I’d like to blame those minimal skills on an inability to read a cookbook, but I was fully sighted back then, afflicted only with an aversion to domestic tasks. Serious cooking felt like yet another tedious married-with-children chore, right up there with emptying the dishwasher, grocery shopping, making a bed and vacuuming. Invariably, this affliction led to clichéd marital conflagrations:
Anna: “Why do I have to do everything!”
Me: “Hey, compared to my dad, I do a lot!”
Anna: “Seriously? He’s your bar?”
She had a point. My father paid bills and brought home a substantial income, but other than making himself a scotch and water, he never performed domestic tasks. He didn’t make coffee or sandwiches. He never made a bed, swept a floor or folded a towel. He was the breadwinner, and my mother was the homemaker. Period.
Like many boomers, Anna and I rejected this archaic domestic construct, striving for parity in our domestic responsibilities. That this bargain didn’t go well was my fault. I shirked, procrastinated, forgot. I didn’t see the reward in domestic work. I pretended to care about home management, even tried to care, but I didn’t, and that was reflected in my execution of the tasks, or lack thereof.

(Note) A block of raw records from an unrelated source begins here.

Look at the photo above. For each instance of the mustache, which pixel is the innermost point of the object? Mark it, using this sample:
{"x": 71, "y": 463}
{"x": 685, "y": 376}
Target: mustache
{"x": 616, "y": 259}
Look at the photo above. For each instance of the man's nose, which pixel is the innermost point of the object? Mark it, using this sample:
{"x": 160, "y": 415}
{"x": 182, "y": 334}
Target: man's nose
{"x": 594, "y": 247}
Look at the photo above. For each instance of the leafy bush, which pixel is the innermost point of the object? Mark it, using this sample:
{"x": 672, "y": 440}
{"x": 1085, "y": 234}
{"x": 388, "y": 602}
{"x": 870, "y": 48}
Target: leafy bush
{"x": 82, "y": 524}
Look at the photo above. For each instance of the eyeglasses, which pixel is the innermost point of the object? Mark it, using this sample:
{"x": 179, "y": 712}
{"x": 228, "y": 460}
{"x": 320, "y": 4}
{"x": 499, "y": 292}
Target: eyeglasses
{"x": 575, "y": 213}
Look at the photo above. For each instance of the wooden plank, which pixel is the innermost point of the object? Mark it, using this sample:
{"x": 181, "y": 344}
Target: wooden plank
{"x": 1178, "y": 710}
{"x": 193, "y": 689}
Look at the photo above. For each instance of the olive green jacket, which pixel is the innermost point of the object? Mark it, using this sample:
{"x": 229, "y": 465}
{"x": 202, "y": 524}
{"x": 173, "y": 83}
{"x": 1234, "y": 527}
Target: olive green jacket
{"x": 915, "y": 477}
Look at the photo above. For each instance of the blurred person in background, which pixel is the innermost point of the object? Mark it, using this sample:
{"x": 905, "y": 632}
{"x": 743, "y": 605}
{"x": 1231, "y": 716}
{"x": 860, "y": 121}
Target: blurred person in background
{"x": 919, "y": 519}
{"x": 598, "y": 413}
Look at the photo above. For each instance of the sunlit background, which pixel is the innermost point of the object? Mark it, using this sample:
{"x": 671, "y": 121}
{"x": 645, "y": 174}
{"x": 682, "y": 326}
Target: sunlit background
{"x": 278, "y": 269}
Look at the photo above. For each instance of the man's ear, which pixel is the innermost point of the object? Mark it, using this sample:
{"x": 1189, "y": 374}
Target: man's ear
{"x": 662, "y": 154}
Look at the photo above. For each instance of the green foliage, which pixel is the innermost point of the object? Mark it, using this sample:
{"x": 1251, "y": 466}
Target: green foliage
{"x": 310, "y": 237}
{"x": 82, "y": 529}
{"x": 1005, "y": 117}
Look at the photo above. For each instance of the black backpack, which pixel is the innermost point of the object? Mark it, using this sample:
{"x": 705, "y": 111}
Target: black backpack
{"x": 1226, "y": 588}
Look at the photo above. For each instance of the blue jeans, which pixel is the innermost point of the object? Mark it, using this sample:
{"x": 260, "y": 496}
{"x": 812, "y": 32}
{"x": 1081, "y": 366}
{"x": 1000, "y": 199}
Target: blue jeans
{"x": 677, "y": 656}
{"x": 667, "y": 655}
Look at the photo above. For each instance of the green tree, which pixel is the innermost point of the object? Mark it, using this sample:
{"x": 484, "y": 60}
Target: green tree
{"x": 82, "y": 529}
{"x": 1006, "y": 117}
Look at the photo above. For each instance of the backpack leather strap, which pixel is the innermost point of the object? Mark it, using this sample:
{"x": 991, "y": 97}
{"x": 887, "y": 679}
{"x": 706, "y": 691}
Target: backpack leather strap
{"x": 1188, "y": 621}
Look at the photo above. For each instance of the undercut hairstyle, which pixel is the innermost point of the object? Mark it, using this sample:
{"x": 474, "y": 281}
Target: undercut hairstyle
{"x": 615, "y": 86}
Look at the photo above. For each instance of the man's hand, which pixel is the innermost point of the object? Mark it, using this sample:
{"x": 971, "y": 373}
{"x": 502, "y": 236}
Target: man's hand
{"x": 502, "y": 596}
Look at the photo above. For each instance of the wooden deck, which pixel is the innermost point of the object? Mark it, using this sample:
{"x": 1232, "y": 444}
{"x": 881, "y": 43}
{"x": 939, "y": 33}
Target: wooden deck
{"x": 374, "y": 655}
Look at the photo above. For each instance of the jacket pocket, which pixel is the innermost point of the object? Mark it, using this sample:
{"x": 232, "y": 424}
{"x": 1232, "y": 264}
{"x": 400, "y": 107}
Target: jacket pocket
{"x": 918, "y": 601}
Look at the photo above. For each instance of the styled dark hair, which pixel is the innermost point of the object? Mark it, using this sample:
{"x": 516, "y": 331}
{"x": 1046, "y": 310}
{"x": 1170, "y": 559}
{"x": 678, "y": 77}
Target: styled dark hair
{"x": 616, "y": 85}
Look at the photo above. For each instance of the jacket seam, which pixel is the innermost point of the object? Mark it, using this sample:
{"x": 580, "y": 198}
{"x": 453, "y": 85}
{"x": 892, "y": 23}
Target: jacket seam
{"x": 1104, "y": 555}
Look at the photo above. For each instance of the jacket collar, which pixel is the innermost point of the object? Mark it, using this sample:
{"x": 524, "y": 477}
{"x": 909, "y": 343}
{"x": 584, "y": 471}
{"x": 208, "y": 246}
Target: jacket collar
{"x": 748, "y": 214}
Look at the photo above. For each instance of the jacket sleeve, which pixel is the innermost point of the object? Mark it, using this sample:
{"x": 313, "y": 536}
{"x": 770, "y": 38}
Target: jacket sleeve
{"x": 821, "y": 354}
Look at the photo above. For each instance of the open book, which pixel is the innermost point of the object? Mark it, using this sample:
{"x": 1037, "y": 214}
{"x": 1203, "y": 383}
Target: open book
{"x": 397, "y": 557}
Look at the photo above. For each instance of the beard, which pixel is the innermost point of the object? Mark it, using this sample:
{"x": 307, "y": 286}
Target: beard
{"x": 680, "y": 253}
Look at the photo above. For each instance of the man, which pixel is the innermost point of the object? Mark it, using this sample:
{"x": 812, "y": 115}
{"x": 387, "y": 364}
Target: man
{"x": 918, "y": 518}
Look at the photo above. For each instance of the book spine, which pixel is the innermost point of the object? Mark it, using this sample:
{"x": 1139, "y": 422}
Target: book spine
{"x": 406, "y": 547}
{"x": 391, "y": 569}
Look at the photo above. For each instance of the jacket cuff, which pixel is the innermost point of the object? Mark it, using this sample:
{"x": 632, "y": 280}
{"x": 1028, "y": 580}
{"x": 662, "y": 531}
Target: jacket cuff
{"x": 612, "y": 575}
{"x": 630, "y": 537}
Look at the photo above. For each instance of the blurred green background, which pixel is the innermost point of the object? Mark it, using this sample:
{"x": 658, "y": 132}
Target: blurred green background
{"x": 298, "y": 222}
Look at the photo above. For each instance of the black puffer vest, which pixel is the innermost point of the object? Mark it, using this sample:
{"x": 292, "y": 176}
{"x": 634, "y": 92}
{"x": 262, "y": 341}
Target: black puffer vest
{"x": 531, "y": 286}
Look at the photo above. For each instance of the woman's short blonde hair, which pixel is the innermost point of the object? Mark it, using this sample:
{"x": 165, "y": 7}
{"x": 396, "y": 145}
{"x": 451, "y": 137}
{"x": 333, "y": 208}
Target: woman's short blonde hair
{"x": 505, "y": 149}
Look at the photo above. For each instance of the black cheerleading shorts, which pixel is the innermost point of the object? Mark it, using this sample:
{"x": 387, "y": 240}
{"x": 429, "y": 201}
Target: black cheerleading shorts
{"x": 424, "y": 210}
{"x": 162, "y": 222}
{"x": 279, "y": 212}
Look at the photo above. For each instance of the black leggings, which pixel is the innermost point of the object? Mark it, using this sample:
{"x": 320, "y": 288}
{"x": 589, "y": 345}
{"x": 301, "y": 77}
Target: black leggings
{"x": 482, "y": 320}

When our nest emptied in 2012, the burden of domestic management got lighter but remained a marital flashpoint. That was also the year PXE accelerated its attack on my vision. Despite monthly injections of a blood vessel growth inhibitor in both eyes, gray fields and distortion crept from my peripheral vision toward my central vision, the result of the result of atrophy, or cell death, taking my vision one micron at a time.
My computer font grew from 12 to 18 to 36 to 48. Even with the screen zoomed to 200 percent, I can barely read Final Draft, the screenwriting program that for decades made me the primary wage-earner.